Entre algunos de los otros talleres del ahora Pueblo Mágico, se encontraban el de don Conchito Rincón y Agustín Pérez, el de don Sebastián Lira, Tacho Barrera, Abel Anaya, y don Epifanio, pero ahora sólo queda uno.

— ¿Qué fue lo que pasó?

— Los talleres fueron cerrando porque era incosteable, ya no vendían, no tenían artesanos.

La administradora de La Aurora indica que actualmente trabajan con ella seis tejedores, algunos de ellos desde hace 20 o 30 años.

“Toda una vida, pero aún es una fuente de ingreso para todo el pueblo, porque salgo a las casas a entregar y recoger colchas o manteles, tapetes para que los terminen, las personas nos hacen los acabados de macramé o meter las puntas”, dice.

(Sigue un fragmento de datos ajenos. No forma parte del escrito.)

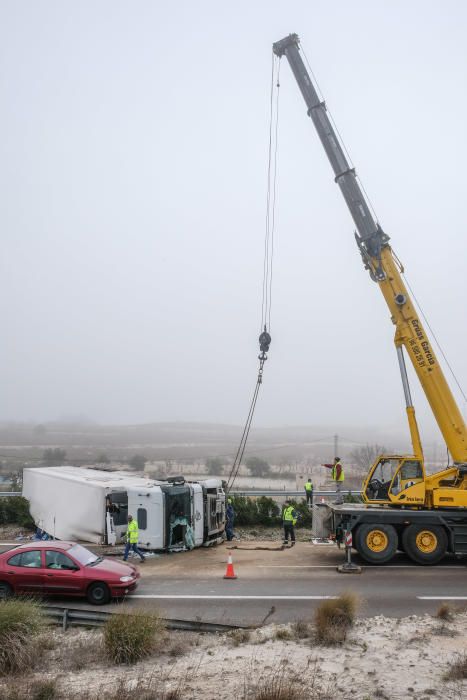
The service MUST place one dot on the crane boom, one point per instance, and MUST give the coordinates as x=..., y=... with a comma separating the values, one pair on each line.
x=386, y=270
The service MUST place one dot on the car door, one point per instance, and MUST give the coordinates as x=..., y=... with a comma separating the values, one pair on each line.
x=63, y=575
x=25, y=572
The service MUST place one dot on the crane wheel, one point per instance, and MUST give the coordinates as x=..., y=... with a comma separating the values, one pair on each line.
x=425, y=544
x=376, y=544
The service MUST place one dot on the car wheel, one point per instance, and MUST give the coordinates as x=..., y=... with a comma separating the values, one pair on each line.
x=6, y=590
x=98, y=594
x=425, y=544
x=377, y=544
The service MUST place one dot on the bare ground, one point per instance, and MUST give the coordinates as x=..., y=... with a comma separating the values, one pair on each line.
x=381, y=658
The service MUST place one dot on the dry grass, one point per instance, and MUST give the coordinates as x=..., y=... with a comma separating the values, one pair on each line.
x=240, y=636
x=333, y=618
x=284, y=684
x=300, y=629
x=457, y=669
x=20, y=622
x=279, y=685
x=282, y=634
x=445, y=612
x=130, y=637
x=21, y=689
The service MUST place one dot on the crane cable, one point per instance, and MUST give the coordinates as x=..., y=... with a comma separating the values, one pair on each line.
x=265, y=337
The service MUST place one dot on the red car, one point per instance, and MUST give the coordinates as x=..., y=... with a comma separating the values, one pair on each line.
x=64, y=568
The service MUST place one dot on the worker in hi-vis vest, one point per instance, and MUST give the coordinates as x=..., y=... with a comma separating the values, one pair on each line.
x=337, y=475
x=309, y=492
x=132, y=534
x=289, y=520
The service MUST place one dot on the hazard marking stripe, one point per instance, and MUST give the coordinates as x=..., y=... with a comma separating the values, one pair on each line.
x=237, y=597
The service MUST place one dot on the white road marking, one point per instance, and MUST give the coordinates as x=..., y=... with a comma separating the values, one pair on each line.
x=443, y=597
x=369, y=566
x=237, y=597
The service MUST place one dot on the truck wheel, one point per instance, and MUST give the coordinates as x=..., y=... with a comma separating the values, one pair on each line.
x=6, y=590
x=98, y=594
x=377, y=544
x=425, y=544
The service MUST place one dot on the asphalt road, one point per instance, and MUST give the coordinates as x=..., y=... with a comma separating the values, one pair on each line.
x=286, y=586
x=283, y=586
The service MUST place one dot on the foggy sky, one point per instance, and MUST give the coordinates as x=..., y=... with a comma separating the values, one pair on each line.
x=133, y=154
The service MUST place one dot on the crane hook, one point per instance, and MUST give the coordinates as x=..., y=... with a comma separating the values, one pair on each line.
x=264, y=343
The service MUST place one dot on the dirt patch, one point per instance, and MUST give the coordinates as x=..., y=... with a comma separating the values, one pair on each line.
x=286, y=656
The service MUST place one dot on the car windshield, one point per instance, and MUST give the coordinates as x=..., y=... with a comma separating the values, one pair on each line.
x=83, y=555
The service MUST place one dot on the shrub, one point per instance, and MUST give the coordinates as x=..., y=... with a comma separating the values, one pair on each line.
x=15, y=510
x=457, y=669
x=129, y=637
x=282, y=633
x=333, y=618
x=239, y=636
x=44, y=690
x=445, y=612
x=20, y=622
x=278, y=686
x=300, y=629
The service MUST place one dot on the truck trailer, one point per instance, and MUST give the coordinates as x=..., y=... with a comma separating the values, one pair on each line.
x=90, y=505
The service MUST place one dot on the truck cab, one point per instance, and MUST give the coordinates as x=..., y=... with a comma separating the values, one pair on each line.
x=395, y=479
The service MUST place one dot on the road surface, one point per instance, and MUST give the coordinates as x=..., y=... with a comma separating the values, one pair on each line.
x=276, y=585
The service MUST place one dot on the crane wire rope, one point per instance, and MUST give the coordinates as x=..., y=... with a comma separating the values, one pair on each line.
x=264, y=338
x=376, y=220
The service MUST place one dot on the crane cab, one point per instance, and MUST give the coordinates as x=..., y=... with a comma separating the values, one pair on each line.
x=395, y=480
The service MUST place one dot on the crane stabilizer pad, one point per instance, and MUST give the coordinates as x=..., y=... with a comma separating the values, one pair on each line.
x=349, y=568
x=272, y=548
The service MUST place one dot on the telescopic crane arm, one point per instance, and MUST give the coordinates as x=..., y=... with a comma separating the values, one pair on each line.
x=385, y=269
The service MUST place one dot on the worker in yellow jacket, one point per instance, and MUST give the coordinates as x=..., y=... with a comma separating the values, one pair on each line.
x=289, y=520
x=132, y=534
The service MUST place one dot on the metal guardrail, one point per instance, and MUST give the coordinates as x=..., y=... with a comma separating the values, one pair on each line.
x=288, y=492
x=96, y=618
x=247, y=492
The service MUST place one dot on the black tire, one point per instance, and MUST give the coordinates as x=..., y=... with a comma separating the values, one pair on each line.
x=376, y=544
x=425, y=544
x=6, y=590
x=98, y=593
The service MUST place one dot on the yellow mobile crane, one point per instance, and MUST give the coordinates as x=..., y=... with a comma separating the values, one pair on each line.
x=424, y=515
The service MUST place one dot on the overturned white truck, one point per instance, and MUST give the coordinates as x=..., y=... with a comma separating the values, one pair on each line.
x=90, y=505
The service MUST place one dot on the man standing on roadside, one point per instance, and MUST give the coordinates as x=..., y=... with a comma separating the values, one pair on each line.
x=337, y=475
x=289, y=520
x=309, y=492
x=132, y=540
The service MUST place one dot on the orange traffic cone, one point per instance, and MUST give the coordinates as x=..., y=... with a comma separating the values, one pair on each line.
x=230, y=572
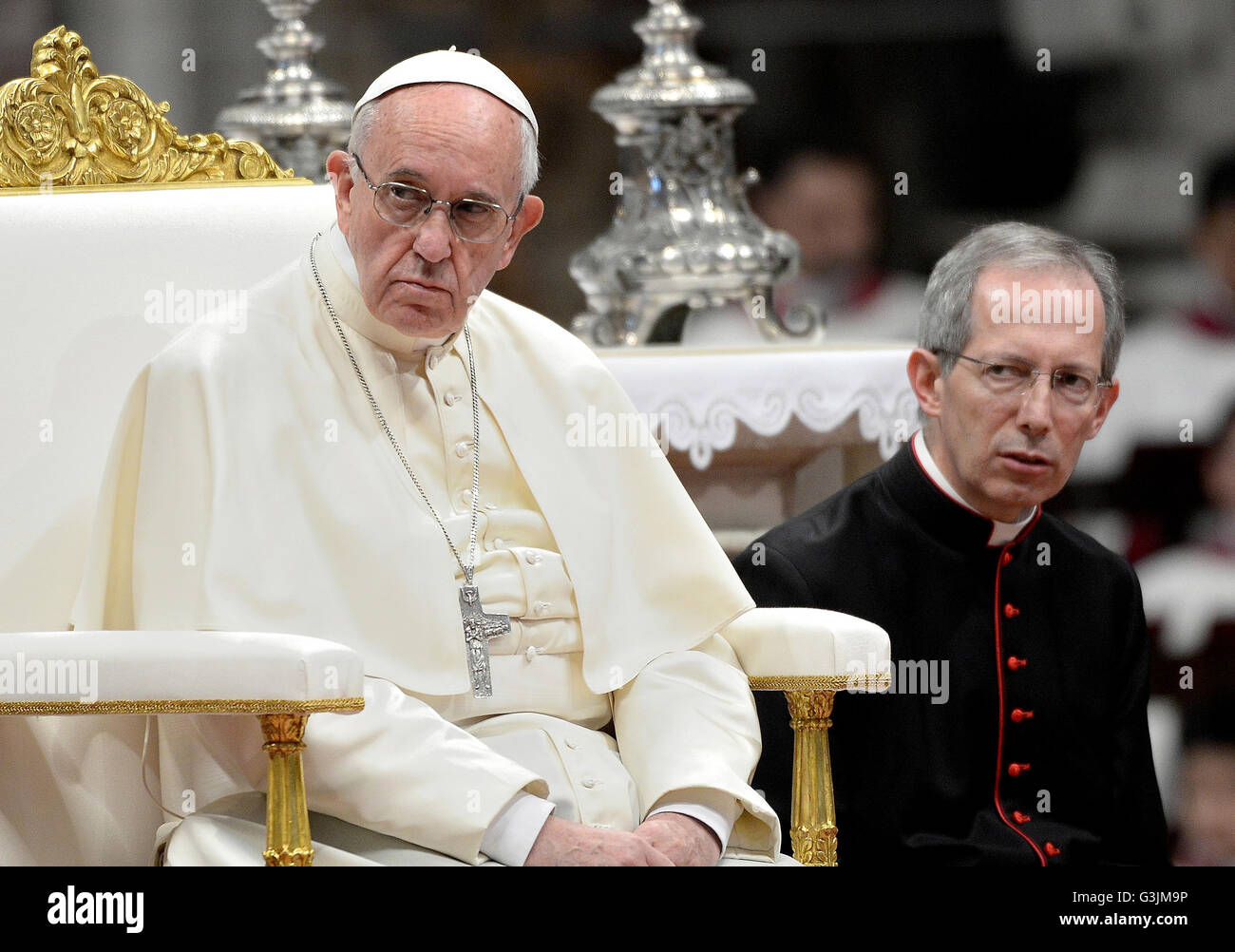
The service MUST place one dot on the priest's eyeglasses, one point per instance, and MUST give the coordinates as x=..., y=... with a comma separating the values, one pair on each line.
x=408, y=206
x=1011, y=379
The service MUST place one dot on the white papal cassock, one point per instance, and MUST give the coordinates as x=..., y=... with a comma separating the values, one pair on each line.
x=250, y=487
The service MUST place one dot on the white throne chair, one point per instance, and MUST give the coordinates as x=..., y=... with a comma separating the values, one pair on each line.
x=97, y=239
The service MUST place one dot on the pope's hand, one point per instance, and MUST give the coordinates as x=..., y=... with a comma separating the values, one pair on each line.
x=683, y=839
x=562, y=842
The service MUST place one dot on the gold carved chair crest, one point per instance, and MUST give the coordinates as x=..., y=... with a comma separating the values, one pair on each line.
x=66, y=126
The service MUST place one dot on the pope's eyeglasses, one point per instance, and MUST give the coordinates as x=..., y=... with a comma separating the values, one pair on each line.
x=1011, y=379
x=473, y=219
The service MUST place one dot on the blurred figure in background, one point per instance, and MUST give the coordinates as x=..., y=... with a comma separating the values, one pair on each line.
x=1206, y=829
x=1189, y=589
x=831, y=205
x=1211, y=312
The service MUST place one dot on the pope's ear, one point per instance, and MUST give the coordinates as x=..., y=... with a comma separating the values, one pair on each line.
x=1110, y=394
x=926, y=379
x=338, y=167
x=529, y=218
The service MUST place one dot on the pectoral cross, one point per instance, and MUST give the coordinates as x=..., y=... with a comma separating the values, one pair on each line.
x=478, y=629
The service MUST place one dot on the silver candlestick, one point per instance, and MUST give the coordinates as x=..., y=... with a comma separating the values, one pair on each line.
x=683, y=232
x=297, y=116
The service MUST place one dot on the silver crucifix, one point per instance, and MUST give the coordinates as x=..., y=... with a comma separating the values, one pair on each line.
x=478, y=629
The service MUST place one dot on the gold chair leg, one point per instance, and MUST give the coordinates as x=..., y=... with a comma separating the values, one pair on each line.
x=287, y=810
x=813, y=821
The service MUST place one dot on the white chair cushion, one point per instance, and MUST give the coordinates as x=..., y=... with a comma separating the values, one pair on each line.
x=826, y=647
x=235, y=672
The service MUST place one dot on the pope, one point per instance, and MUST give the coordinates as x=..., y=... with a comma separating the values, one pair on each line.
x=381, y=460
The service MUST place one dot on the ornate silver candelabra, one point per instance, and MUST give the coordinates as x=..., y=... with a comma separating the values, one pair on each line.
x=683, y=234
x=297, y=116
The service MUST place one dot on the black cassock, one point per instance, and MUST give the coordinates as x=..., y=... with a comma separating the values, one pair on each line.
x=1040, y=753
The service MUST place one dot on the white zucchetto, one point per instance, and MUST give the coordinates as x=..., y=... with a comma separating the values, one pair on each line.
x=449, y=66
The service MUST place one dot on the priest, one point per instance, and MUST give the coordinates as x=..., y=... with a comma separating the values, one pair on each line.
x=381, y=460
x=1014, y=732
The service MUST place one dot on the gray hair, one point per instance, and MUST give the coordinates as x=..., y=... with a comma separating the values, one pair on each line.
x=529, y=157
x=947, y=320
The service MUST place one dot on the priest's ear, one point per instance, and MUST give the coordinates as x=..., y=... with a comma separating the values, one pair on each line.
x=338, y=167
x=926, y=379
x=529, y=217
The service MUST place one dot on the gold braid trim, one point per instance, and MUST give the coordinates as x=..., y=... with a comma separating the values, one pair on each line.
x=183, y=707
x=823, y=682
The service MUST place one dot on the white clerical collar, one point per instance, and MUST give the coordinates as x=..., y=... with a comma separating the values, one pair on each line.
x=358, y=317
x=1000, y=532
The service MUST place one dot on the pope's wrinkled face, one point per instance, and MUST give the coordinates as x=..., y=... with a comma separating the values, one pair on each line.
x=1005, y=451
x=453, y=141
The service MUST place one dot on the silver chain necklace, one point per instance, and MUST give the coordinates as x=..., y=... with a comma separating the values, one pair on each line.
x=478, y=626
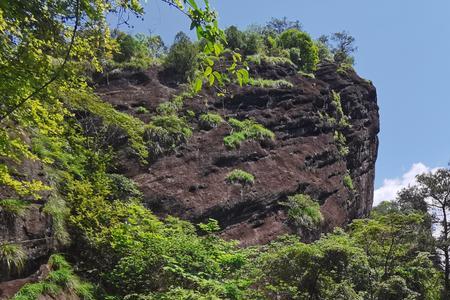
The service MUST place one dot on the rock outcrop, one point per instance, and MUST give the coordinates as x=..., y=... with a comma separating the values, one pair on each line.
x=190, y=182
x=304, y=157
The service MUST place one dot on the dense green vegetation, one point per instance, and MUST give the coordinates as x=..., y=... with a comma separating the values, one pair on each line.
x=121, y=249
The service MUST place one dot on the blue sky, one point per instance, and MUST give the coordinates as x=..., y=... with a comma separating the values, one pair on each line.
x=404, y=48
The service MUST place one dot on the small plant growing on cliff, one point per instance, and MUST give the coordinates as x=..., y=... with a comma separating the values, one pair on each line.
x=343, y=119
x=60, y=278
x=303, y=211
x=348, y=182
x=123, y=188
x=306, y=53
x=210, y=120
x=341, y=143
x=246, y=130
x=13, y=207
x=241, y=177
x=13, y=256
x=141, y=110
x=267, y=83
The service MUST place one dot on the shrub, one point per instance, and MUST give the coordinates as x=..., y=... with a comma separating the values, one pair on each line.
x=13, y=207
x=268, y=83
x=57, y=208
x=348, y=182
x=13, y=256
x=341, y=143
x=235, y=38
x=141, y=110
x=241, y=177
x=307, y=55
x=269, y=60
x=123, y=188
x=303, y=211
x=182, y=58
x=60, y=278
x=246, y=130
x=253, y=43
x=165, y=133
x=336, y=100
x=210, y=120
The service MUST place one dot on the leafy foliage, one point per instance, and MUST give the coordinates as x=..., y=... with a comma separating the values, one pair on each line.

Expone que hay piezas de lana que se guardan hasta nueve meses a lo largo del año, ya que la temporada de venta fuerte es en invierno, cuando hace frío. Esto implica una situación difícil para este sector, donde se tienen que cubrir gastos de producción y pago de nómina.

EL LEGADO

A las nuevas generaciones no les interesa esta actividad. “Desde que Bernal se hizo más turístico, con tanto restaurante, tanto hotel, la gente gana más fácil el dinero así, que con una artesanía; entonces, lo que dicen es que la artesanía no está bien pagado”, señala.

Asimismo, los tiempos de producción son más amplios, y en muchas ocasiones esto impide cumplir con la demanda de los clientes; además, el manejo de la lana está sujeto a condiciones como el clima, que no está en manos de los artesanos.

“No sé hasta qué tiempo pueda estar yo aquí, no sé, pero yo tengo mucha ilusión de que mis hijos sigan con el negocio”, comenta Flor Dorantes, y confía en que posiblemente una de sus nietas pueda seguir sus pasos, pues le gusta hacer sus propios diseños.

La administradora del taller menciona que tienen clientes que compran a mayoreo y que lo venden a otros países. “Están llevando para Canadá, para lugares de Estados Unidos como Washington y California, así que eso nos ha ayudado”.

Respecto al apoyo de las autoridades al sector artesanal, Flor declara que se requiere de una mayor asesoría y orientación, ya que hasta ahora se le ha dificultado acceder a los programas tanto del gobierno estatal como federal.